The Japanese planes swept on Darwin from the south and east, duplicating a tactic used at Pearl Harbor. Most were carrier-based, others came from bases in Indonesia.

At first they were cheered, as a flight of U.S. planes had been expected.

“We only realised it was the Japanese when the ack-ack guns started to go off,” said Jack Gamble, 71, a signalman stationed there.

Historians say the toll would have been higher if Darwin had not been evacuated by a nervous government five days after Pearl Harbor.

Some 2,000 people, mostly military personnel, were left behind – but they were unprepared for battle.

Few had ammunition, and their rifles were still swabbed in packing grease. Veterans say Japan could have taken Darwin in a matter of hours.

Organisers of the commemorations of the bombing have been concerned about protests by veterans and calls for Japan to apologise for the bombing, a feature of the anniversaries of Pearl Harbor last December 7 and the fall of Singapore on Saturday.

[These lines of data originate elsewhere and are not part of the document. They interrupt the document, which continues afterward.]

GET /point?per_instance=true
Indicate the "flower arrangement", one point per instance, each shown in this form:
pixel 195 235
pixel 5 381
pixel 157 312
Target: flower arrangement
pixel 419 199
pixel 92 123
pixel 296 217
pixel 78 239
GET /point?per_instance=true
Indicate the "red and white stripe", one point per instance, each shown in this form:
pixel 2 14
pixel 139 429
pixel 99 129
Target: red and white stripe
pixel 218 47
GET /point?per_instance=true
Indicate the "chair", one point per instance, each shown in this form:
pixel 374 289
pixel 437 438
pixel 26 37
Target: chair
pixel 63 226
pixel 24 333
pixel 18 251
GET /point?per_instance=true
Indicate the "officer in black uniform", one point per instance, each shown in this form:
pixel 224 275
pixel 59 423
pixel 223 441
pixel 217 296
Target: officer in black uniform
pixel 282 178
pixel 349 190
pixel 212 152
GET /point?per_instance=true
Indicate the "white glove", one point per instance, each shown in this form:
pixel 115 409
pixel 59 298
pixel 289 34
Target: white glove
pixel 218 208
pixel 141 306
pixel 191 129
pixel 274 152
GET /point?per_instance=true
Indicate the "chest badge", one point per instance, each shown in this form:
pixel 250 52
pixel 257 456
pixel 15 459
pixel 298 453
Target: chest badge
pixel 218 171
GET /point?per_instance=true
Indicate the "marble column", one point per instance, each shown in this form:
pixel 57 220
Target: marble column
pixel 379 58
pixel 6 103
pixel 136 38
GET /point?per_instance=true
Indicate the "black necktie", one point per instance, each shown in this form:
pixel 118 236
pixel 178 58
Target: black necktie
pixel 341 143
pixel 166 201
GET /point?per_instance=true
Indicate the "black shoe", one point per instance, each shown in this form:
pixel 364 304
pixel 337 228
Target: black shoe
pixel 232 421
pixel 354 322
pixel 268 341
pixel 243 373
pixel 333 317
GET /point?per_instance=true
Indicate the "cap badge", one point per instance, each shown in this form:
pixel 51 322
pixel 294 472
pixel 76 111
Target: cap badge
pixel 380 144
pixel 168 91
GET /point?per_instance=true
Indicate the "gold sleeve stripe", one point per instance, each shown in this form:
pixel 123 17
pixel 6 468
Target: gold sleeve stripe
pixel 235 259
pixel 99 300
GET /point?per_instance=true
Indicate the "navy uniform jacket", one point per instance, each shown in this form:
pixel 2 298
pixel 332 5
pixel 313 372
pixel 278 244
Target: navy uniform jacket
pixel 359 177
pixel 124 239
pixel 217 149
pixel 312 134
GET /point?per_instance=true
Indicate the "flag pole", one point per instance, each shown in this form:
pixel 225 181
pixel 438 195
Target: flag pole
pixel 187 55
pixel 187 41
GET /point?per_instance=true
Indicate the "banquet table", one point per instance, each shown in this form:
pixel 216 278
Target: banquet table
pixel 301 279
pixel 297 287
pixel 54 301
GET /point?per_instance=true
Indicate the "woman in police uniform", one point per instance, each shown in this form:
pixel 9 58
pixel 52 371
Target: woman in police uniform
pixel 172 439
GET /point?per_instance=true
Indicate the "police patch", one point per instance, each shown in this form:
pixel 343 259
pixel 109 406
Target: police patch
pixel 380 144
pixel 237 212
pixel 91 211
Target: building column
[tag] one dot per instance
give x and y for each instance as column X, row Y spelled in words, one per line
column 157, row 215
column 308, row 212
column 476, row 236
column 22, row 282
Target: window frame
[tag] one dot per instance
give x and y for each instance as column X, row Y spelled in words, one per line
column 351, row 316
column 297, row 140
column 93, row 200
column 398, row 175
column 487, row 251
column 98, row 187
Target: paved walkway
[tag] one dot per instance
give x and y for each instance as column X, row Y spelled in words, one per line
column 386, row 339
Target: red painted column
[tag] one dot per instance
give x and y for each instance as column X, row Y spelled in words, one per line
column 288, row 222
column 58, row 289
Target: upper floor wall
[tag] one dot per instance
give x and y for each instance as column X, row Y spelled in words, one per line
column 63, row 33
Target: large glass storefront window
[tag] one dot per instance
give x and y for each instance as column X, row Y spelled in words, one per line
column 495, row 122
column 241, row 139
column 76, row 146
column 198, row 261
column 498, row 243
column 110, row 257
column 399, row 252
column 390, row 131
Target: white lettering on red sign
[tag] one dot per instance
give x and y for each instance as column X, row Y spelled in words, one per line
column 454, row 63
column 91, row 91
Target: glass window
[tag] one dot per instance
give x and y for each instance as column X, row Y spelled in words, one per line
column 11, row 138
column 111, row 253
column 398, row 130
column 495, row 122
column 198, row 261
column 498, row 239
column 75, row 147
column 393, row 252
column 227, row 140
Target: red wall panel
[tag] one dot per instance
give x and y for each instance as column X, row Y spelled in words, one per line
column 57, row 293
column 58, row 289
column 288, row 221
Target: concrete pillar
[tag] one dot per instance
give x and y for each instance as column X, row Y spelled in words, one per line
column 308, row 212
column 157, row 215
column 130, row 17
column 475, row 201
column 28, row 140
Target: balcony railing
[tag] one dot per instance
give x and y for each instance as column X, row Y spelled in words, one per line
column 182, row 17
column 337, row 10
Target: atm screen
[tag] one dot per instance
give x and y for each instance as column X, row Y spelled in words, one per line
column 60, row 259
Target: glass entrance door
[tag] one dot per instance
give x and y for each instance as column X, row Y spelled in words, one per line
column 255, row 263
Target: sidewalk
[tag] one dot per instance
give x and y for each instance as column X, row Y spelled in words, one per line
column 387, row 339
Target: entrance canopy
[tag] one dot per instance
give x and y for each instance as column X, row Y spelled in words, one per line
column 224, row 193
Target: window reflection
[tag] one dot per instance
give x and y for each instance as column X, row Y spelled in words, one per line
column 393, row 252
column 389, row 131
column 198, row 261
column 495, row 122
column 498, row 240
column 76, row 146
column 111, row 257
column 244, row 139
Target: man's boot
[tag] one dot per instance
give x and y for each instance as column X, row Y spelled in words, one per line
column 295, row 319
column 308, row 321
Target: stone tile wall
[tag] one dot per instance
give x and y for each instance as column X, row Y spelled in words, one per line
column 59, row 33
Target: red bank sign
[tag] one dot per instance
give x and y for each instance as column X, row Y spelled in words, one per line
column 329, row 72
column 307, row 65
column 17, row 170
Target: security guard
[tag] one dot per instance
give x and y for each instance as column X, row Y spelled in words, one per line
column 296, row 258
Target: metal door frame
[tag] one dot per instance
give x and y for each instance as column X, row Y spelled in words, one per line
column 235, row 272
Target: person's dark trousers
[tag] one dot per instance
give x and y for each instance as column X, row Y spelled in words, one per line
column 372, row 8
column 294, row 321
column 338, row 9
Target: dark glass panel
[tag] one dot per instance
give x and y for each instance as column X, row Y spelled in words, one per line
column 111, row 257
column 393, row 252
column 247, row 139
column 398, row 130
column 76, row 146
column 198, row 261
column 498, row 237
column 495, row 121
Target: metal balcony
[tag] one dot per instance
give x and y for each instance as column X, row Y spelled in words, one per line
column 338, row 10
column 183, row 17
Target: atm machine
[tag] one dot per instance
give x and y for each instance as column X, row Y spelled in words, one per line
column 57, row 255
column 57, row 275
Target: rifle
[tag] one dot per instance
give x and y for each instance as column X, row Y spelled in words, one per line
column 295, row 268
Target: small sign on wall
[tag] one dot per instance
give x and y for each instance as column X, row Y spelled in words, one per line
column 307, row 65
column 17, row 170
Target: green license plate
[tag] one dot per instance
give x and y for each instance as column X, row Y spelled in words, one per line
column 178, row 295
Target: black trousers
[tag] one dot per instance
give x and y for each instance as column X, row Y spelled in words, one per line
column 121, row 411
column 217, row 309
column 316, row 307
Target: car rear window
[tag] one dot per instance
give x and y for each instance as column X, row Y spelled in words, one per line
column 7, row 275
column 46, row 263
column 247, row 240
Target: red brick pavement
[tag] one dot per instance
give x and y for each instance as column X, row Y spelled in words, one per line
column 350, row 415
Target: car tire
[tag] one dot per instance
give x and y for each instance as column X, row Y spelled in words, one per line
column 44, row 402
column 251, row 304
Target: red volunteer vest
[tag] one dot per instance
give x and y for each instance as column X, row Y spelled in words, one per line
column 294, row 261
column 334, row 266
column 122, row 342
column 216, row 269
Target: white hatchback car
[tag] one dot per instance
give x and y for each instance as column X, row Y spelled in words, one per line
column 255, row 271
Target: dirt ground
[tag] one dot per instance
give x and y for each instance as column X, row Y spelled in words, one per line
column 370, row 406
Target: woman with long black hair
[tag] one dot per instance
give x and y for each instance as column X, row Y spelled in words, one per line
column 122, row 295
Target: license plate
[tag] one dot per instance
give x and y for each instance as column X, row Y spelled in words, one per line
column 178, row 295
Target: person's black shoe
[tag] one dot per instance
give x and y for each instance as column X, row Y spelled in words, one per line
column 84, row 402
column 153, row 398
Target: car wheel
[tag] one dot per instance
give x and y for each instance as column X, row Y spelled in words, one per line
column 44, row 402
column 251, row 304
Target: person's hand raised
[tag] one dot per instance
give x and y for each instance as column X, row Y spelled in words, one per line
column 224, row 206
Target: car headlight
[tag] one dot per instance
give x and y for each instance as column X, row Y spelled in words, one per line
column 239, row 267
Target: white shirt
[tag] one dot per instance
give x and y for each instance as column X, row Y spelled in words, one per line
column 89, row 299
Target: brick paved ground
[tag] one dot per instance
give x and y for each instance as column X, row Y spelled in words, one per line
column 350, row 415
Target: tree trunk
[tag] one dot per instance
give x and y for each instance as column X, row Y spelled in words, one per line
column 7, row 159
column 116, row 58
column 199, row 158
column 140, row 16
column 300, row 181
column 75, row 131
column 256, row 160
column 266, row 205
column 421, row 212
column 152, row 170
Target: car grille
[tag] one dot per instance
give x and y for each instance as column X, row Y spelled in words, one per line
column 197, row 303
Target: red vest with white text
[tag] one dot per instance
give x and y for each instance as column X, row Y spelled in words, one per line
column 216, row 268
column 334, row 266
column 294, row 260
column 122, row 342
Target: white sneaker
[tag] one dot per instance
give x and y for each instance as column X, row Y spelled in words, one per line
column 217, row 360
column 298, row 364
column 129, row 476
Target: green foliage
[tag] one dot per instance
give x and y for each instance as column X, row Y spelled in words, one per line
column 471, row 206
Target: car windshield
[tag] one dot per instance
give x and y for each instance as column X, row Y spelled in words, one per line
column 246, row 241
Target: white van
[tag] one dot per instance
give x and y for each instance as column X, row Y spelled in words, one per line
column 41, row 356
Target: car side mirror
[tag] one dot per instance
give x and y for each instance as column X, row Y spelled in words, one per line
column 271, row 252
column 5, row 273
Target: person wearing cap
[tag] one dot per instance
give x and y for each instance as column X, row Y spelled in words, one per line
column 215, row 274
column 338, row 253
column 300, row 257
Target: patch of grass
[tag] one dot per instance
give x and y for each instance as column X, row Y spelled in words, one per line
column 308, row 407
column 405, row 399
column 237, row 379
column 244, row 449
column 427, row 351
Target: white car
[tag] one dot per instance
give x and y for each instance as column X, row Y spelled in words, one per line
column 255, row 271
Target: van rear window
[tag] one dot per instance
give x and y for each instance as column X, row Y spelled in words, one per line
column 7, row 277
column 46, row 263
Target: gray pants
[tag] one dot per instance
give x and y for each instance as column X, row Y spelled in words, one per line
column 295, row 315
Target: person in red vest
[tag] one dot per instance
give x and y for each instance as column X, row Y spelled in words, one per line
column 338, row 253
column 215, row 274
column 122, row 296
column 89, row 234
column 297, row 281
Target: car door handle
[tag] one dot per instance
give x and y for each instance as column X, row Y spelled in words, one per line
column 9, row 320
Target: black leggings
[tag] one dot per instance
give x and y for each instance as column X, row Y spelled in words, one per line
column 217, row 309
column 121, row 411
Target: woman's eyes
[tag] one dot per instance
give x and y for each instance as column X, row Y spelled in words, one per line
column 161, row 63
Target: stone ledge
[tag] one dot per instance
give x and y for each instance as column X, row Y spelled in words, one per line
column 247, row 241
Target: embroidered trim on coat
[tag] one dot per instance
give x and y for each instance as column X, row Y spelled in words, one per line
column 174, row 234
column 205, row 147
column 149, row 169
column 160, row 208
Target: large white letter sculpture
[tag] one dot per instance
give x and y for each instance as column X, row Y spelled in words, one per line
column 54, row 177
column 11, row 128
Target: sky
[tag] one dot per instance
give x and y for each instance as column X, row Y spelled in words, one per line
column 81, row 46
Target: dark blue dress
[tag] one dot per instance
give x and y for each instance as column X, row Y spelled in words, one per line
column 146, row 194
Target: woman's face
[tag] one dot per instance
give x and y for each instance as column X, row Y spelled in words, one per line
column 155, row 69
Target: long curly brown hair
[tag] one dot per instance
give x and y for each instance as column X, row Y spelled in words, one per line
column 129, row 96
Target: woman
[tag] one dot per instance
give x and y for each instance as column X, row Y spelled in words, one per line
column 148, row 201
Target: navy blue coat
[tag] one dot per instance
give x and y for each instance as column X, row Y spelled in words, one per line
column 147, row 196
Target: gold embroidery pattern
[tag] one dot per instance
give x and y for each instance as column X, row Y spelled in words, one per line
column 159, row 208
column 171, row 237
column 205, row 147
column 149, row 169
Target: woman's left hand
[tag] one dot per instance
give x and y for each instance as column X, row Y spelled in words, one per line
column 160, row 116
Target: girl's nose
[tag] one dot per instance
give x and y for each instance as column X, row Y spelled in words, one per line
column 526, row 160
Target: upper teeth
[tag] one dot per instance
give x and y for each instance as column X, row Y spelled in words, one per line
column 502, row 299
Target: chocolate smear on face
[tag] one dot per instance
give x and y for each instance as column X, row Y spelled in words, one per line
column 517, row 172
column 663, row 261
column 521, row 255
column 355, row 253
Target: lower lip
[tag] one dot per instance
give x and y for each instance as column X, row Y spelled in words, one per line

Marshall Perron, Chief Minister of the Northern Territory, last year met with local veterans’ groups and Japan’s ambassador to Australia before announcing Darwin would skirt the issue by not inviting Japanese officials.

“Both offered the opinion that the events of 1942-45 remain sufficiently sensitive to Australian veterans that any official Japanese delegation at our planned services of commemoration would not be appropriate,” Perron said after the talks.

The reaction highlights the schism evident in the way Australians view Japan.

Japan is Australia’s largest trading partner. Business and political leaders consider its links with Australia vital.

But many cannot forget that Japan was the “marauding Yellow Peril” beloved of cartoonists and nationalists before and during World War II.

Australians had always feared an invasion from Asia, often to the point of paranoia. For many of that generation, Japan’s attack on Darwin bore out the fear.

“It took less than half a century for Australian policy on Japan to shift from total military confrontation to intimate economic cooperation,” the Australian Financial Review newspaper said last week.

But it added: “No mainstream Australian political party is ready to acknowledge that Australia’s future interests may depend more on Japan than the U.S.”